# A Day of Missed Opportunities: Flamingo-Islamorada 10/13



## Alonzo_Sotillo (Oct 9, 2009)

Awesome write up of todays events Eric.. It was for sure a day of broken hearts and some all time low's but none the less it was a good time getting back out on the water with ya.. since last time we were out was at least a month or so ago.. 

None the less, "mad props" to you and Bernard for hanging in there after the bonefish experience as it seemed like you guys wanted to just collapse and cry.. I have been there before so I can relate.. Next time I'm sure you guys will gain your composure and come out with a bonefish and maybe even a red or two ;D well do it again soon! 

Alonzo


----------



## dacuban1 (Sep 9, 2008)

Bonefish...I have allot of those frustrating times with them, especially on fly.
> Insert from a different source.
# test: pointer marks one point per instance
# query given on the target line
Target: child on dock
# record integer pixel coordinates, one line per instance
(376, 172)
I'll be out this Sat. at mingo, I'll try to hook A red for ya!


----------



## mark_gardner (Mar 18, 2009)

thats why they call it fishing and not catching fellas  ;D, speaking of fishing.... i better get going now if i want to be on the water for the early morning bite, stay tuned for my report


----------



## HaMm3r (Dec 11, 2006)

That sure was a tough day , BUT just imagine how tough it would have been had you not found all those fish. Seeing big schools like that, up close, has its own rewards. [smiley=1-thumbsup3.gif]

Thanks for sharing the tale with us.


----------



## Alonzo_Sotillo (Oct 9, 2009)

> That sure was a tough day , BUT just imagine how tough it would have been had you not found all those fish. Seeing big schools like that, up close, has its own rewards. [smiley=1-thumbsup3.gif]
> 
> Thanks for sharing the tale with us.


I told them the same thing... Some people never get to see that many bonefish together like that none the less having them all mud and tail right in front of the boat!


----------



## deerfly (Mar 10, 2007)

I agree, seeing 2 or 3 bones at a time is fairly common,  but a bunch like that is special and not spooking almost immediately is super extra special.  

Don't sweat getting all worked up and flustered, that's what makes them so special. Think of it as buck fever on the flats. The day the encounter doesn't get to you is the day you quit fishing.


----------



## Alonzo_Sotillo (Oct 9, 2009)

> I agree, seeing 2 or 3 bones at a time is fairly common,  but a bunch like that is special and not spooking almost immediately is super extra special.
> 
> Don't sweat getting all worked up and flustered, that's what makes them so special. Think of it as buck fever on the flats. The day the encounter doesn't get to you is the day you quit fishing.


Well said...


----------